著作権には2つのレイヤーがあります。まず「作詞・作曲」の著作権は、作者の死後70年間保護されます(著作権法)。そして「演奏・録音」の著作隣接権は、CDのマスターテープ(原盤)が作られた時点から70年間保護されます。つまり、「♪チューリップ」という曲自体は著作権が切れていても、市販のCDに収録された演奏・録音には著作隣接権が存在するケースがほとんどです。著作権と著作隣接権は別物です。
保育士がやりがちで注意が必要な行為は以下の通りです。
- ❌ CDを園用にコピーして複数クラスで配る:著作権法違反(複製権侵害)にあたる可能性があり、10年以下の懲役または1,000万円以下の罰金が規定されています(著作権法119条1項)。
- ❌ CDを流しながら運動会や発表会を録画し、保護者にDVDで配布する:JASRAC管理楽曲が含まれる場合、事前に許諾申請と利用料の支払いが必要です。
- ❌ CDを流している場面を動画に撮り、YouTubeやSNSにアップする:公衆送信権の侵害にあたる可能性があります。
- ⭕ 園内での保育活動中にCDを再生する:営利を目的としない教育機関での利用は、一定の条件下で著作権者の許諾不要とされています。
- ⭕ 保育士自身がピアノで弾いて歌う:自演・自唱は問題ありません。
「保育士がやりがちな著作権違反の具体例」について学ぶ機会が増えており、愛知文教女子短期大学では2024年にJASRAC中部と連携した講義を実施しています。保育士養成の現場でも著作権教育が始まっているのです。
CDのコピーが著作権的にグレーまたはアウトになる状況でも、解決策があります。複数クラスや複数の先生で共用する場合は、CDを人数分購入するか、園として正規ライセンスを持つ配信サービスを利用することを検討しましょう。音楽配信サービス「AWA」や「mora」などにも童謡コンテンツがありますが、施設での業務利用には別途ライセンスが必要な場合があるため、各サービスの利用規約の確認が必要です。

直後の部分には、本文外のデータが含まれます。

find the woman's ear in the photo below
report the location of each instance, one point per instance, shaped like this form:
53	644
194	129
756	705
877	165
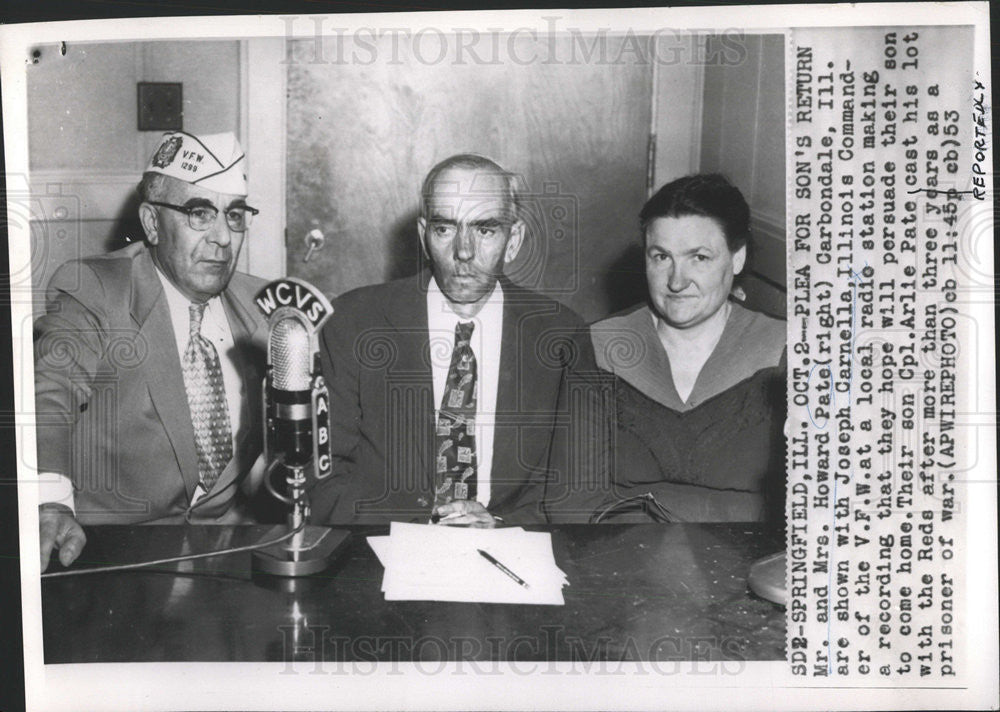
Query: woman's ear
739	259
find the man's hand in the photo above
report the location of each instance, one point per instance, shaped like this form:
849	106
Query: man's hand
466	513
58	528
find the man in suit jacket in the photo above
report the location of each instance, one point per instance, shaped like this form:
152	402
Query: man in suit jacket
451	391
149	360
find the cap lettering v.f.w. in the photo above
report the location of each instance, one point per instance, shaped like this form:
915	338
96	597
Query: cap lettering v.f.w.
213	161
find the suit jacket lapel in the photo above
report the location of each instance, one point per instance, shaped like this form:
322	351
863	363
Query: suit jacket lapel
243	327
406	313
166	384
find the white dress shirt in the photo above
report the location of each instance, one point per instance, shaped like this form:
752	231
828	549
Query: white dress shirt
57	488
485	343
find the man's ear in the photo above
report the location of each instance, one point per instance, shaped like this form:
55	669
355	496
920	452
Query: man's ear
739	259
150	222
515	241
421	229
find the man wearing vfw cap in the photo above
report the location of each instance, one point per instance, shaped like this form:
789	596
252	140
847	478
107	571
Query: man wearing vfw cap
149	360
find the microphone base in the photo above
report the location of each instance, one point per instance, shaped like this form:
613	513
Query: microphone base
310	552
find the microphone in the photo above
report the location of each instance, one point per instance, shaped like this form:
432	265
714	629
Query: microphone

参考:JASRAC公式・学校など教育機関での音楽利用について
Music Users 学校など教育機関での音楽利用(JASRAC公式)
保育士だけが気づく:童謡CDの「独自活用術」で保育の質が変わる
ここまでは定番のランキングや選び方を紹介してきました。このセクションでは、一般的な記事には載っていない「保育士視点の活用術」を紹介します。CDは「流すもの」ではなく「使うもの」です。
① 「かけ流し」より「歌いだし確認用」として使う
ベテラン保育士の中には、CDを子どもたちに聴かせるためではなく、「自分が歌いだしや歌詞を確認するため」に使っているケースがあります。特に季節の歌は年に一度しか使わないため、歌詞や音程が曖昧になりがちです。登園前や準備中に該当曲を確認する「自習ツール」としてCDを活用すると、保育士自身の歌の質が上がります。これは意外な使い方です。
② テンポ変化で子どもの動きをコントロールする
CDの曲を活動の流れに合わせて意図的に選ぶ方法があります。例えば、室内フリー遊びからお片付けへの切り替えには「ゆっくりテンポの曲→少し速い曲」を順番にかける。これだけで子どもが自然に動き始めることがあります。指示をせずに雰囲気で動線を作るテクニックです。言葉よりも音楽が動かすことがあります。
③ 「年間CDセット」を活用して季節感を作る
複数枚のCDをバラバラに買い足すより、季節ごとのインデックスがついた100曲以上収録の大容量CDセットを1枚持っておく方が、結果的にコストを抑えられます。1曲あたりのコストで比較すると、100曲収録3,520円のCDは1曲あたり約35円。バラ買いで50曲収録2,500円のCDを複数買うと1曲あたり約50円になり、コスト差は約3割になります。コスパが条件です。
$$\text{1曲あたりコスト} = \frac{\text{CD価格(円)}}{\text{収録曲数(曲)}}$$
$$\text{100曲盤} = \frac{3520}{100} = 35\text{ 円/曲}$$
$$\text{50曲盤} = \frac{2500}{50} = 50\text{ 円/曲}$$
④ 子どもが「歌いたい!」と感じる曲かどうかを最優先にする
人気ランキング上位の曲でも、クラスの子どもたちの反応が薄い曲はあります。どれだけ評価が高いCDでも、実際のクラスの子どもたちに響くかどうかが最優先です。試聴できる環境(Amazon Music・YouTubeの公式試聴など)を活用し、子どもの年齢・クラスの雰囲気に合う曲が収録されているか事前に確認してから購入するのが賢明です。子どもの反応が全てです。